Yeah, actually, I do. Justin’s drunken spiel formulates the vague, omnipresent anxiety of a generation marked, in the words of Scott Foundas, “by its very lack of definition.” At the heart of Mutual Appreciation is an urgent need to get onscreen the warp and woof of an unraveled social fabric—and help stitch it up with honesty and love. Bujalski is addressing a moment of such deep-rooted cynicism that any expression of sincerity gets parsed as a new form of irony.
Bujalski isn’t a social critic. His films are more symptomatic than diagnostic. Their inestimable value lies in how thrillingly alert they are to what’s good in people, for all their confusion and hurt, and the delicacy with which they trace the connections we make among ourselves, no matter how feeble.

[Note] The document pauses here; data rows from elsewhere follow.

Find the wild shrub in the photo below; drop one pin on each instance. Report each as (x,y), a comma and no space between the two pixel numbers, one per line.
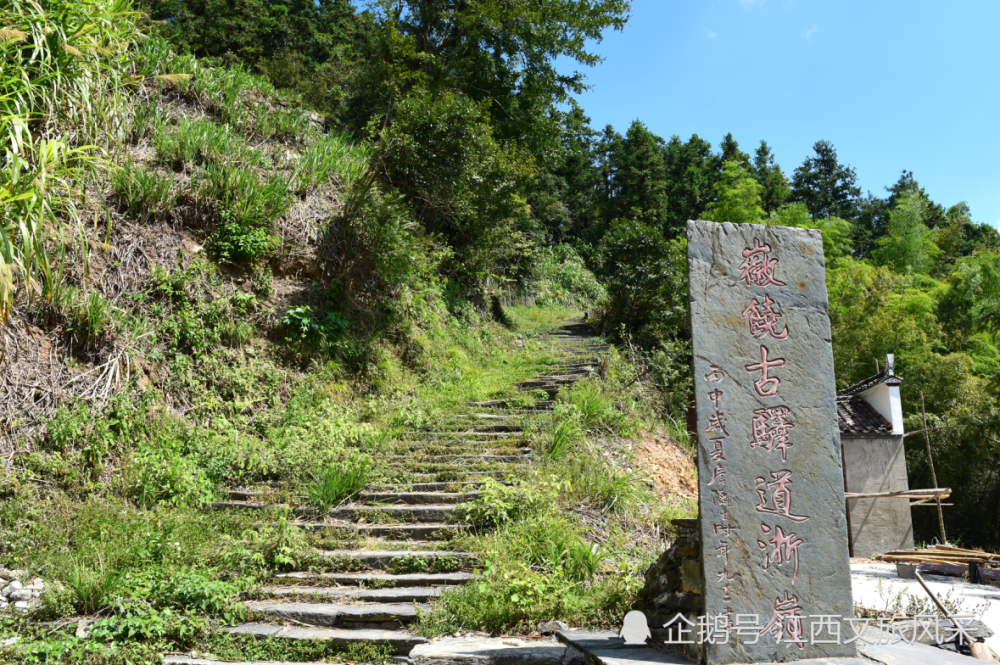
(473,197)
(158,472)
(500,503)
(134,621)
(190,591)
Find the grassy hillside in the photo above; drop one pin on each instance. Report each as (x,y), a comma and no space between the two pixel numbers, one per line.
(208,289)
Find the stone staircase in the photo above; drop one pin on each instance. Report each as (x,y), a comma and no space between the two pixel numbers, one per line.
(406,528)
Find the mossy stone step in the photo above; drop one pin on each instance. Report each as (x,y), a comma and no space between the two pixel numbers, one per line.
(422,513)
(433,531)
(401,641)
(333,594)
(383,580)
(383,559)
(450,476)
(185,660)
(471,448)
(417,498)
(335,615)
(457,466)
(464,486)
(459,459)
(459,434)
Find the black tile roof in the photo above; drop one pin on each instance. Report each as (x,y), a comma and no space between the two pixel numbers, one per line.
(886,376)
(856,417)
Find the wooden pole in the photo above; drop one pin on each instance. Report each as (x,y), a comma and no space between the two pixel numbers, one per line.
(930,460)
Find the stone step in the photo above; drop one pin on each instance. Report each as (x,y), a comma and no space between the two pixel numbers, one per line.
(450,476)
(432,531)
(185,660)
(333,594)
(423,513)
(401,641)
(485,436)
(417,498)
(427,487)
(382,560)
(457,459)
(502,404)
(465,446)
(457,466)
(383,579)
(333,615)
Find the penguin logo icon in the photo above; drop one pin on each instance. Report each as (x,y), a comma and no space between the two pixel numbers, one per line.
(635,630)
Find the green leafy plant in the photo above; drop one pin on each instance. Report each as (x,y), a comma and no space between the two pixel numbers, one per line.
(93,588)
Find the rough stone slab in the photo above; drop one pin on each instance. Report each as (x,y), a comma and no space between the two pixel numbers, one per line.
(488,651)
(407,579)
(902,653)
(384,558)
(418,498)
(759,294)
(425,513)
(184,660)
(390,595)
(609,649)
(400,640)
(421,531)
(330,614)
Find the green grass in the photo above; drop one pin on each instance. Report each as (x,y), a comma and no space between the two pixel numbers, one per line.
(336,484)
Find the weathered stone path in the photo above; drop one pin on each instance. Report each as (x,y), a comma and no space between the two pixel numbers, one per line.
(404,529)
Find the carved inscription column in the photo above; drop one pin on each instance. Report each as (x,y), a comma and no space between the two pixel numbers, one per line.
(771,498)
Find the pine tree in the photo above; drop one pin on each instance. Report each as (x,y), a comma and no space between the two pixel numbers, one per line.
(772,179)
(828,188)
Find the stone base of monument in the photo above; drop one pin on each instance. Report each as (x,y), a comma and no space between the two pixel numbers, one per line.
(606,648)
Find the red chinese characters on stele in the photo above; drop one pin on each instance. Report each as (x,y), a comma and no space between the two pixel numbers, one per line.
(771,432)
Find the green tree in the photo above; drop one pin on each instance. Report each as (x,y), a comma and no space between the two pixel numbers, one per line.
(836,232)
(729,151)
(499,52)
(737,197)
(692,169)
(908,245)
(828,188)
(646,282)
(475,197)
(640,187)
(770,176)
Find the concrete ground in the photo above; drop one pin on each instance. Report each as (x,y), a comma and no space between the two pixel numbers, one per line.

Needless to say, a growing cult of admirers has embraced Bujalski as the voice of his generation—though as Amy Taubin, one of his earliest and most perceptive supporters, has noted, he must be “sick of reading that … when most of that neo-slacker demographic has never had the opportunity to see his films.” The long strange trip of Funny Ha Ha from regional obscurity to cause célèbre to triumphant (if fleeting) theatrical release took three full years and is now an official chapter in AmerIndie lore.
Who knows how long it will take Mutual Appreciation to find its audience? Though it comes at the expense of the lovely cinematography, Bujalski has started offering tapes and DVDs on an appropriately unassuming Web site, www.mutualappreciation.com. That’s how a copy ended up in my Williamsburg mailbox a couple weeks ago. On opening it, I discovered a handwritten note written in pencil on a yellow Post-It. “Mr. Lee, thanks for your support! Hope you’ll enjoy this—Andrew.” No better overture to Mutual Appreciation, as intimate, guileless, and handcrafted a film as they come.